By: Yukon Damov

Pedestrianization plans meander towards progress


Despite a meagre turnout to its St. George Street Pedestrianization Town Hall, the University of Toronto Students’ Union is pushing ahead with the initiative. The forum was intended to be a way of soliciting student input on the proposal and detailing the plan. Anticlimactic though it was, the UTSU laid out its plan in its fullest detail yet.

The UTSU framed their plan as another development in a city gradually inclining toward privileging the pedestrian. They also touted the safety, environmental, and programming benefits of pedestrianization.

As far back as 1959, the City issued a report grappling with the consequences of constructing a car-centric metropolis. In 2009, the City released the Toronto Walking Strategy, which was an official policy encouraging a vibrant walking city. In a similar fashion, the UTSU wants to mimic the Pedestrian Sundays model of Kensington Market.

Rather than permanently close the entire street, the UTSU wants to implement pedestrianization as a pilot project. From Harbord to College, during the early and still-warm months of the school year, the street would be closed for a day at a time, opened up to host events like concerts and becoming a central social hub.

Pedestrianization would not, however, extend the entire length between Harbord and College. The closure would end south of Harbord, to allow for delivery access to the driveways at Sidney Smith Hall and University College.
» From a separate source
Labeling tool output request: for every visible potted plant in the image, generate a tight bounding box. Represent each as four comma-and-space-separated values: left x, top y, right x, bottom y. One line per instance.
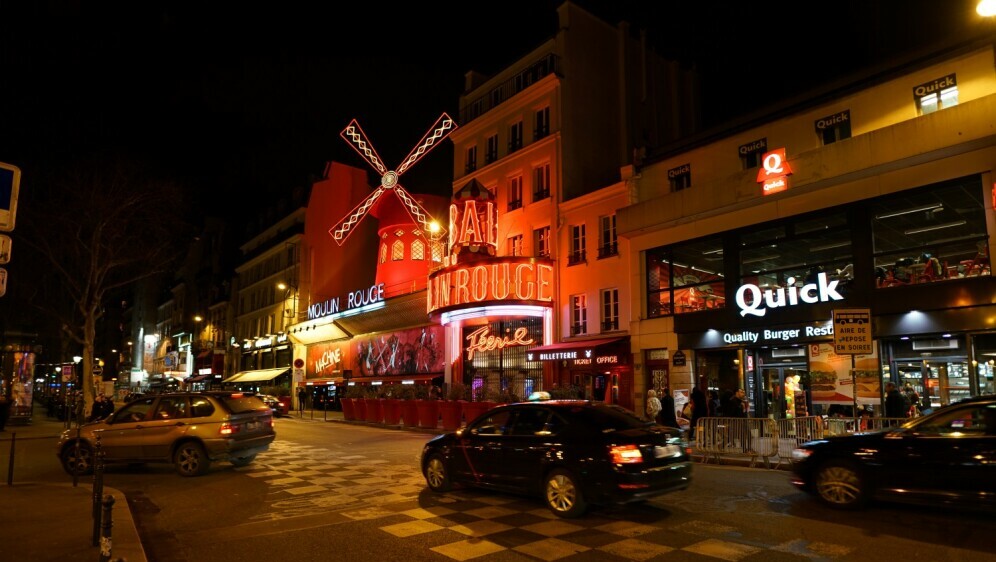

The plan’s effects on surrounding traffic patterns and congestion was addressed. Ben Coleman, recently elected UTSU Arts and Science At-Large Director, presented his research, explaining that traffic would increase on-campus, but off-campus would be largely unaffected. Increased traffic on Huron and Hoskin, he said, would mean on-campus pedestrians would need to be vigilant, especially at intersections.

To alleviate east-west traffic on Hoskin/Harbord, the jog between Russell and Galbraith would remain open to traffic along St. George.

When Willcocks and Devonshire were considered for pilot projects, St. George was also considered, but determined to be unfeasible. With the modifications to the last plan, the UTSU is confident that this plan is workable.

“This plan appeases the fear that we’re going to exacerbate the problem of traffic on campus, and of impeding deliveries,” said Abigail Cludjoe, UTSU vice-president external and the lead person on the project.

“If we maintain it as a priority,” remarked UTSU president-elect Munib Sajjad, “it can be done.”